Para equilibrar tanto quanto possível a balança comercial norte-americana, Donald Trump desencadeou uma ofensiva, alteando taxas alfandegárias sobre importações até de grandes aliados do seu país ou parceiros estabelecidos ao longo de um quarto de século, como a China. Todos os alvos reagiram e impõem condições semelhantes aos produtos made in USA.

Para reativar e diversificar a economia angolana, João Lourenço apelou à repatriação de capitais angolanos depositados no exterior, prometendo ausência de ações judiciais e garantindo condições estimuladas em caso de investimentos. Os visados responderam com o silêncio.

Os países atingidos pelas restrições de Trump preparam queixas nos tribunais da Organização Mundial de Comércio, argumentando com flagrante violação das regras acordas em Bali. O locatário da Casa Branca está interessado em, senão liquidar, pelo menos limitar a globalização. Já deixou isso patente em vários discursos, inclusive com frases agressivas sobre a China e a União Europeia.

Os angolanos detentores de capital irregular no exterior nem querem ouvir falar de tribunais, só se queixam quando lhes anulam contratos. O locatário do palácio da Cidade Alta está interessado na globalização produtora de investimentos e já deixou isso claro em várias declarações, por exemplo, relativas à China ou no parlamento europeu, órgão da União Europeia.

Estamos perante dois campos onde a guerra económica em curso tem configurações diferentes. Porém, ambas têm o mundo como área de manobra. Restrições num caso, ampliações no outro, daí os atores adotarem táticas e estratégias distintas e os meios respetivos de que dispõem serem sem comparação. Os ângulos de observação idem: entre Trump e seus adversários todos sabem os montantes em jogo; o governo angolano só tem conhecimento aproximativo do capital deslocalizado e menos ainda sobre os lugares de camuflagem.

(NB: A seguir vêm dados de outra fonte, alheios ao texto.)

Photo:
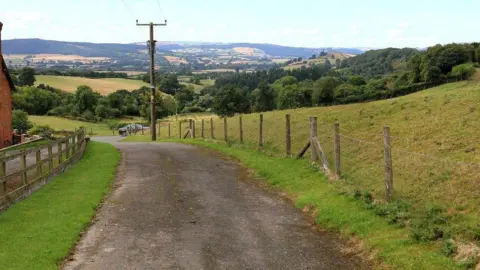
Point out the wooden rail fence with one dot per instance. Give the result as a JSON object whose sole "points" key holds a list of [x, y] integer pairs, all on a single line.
{"points": [[26, 171]]}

A batalha desencadeada por Trump é guerra convencional. A batalha angolana é guerra assimétrica. Entre as duas um dado importante: Casa Branca e Cidade Alta estão de boas relações. Entre as grandes economias, trata-se de fixar novas regras na hierarquia mundial. Em Angola, obter fundos relevantes e absolutamente decisivos no funcionamento de novo modelo económico.

Podia mencionar mais alguns elementos sobre a disposição das forças em presença, mas fiquemos hoje por aqui. Só para concluir (por hoje): raramente os economistas usaram tanto os critérios de desdobramento militar em crise como neste momento.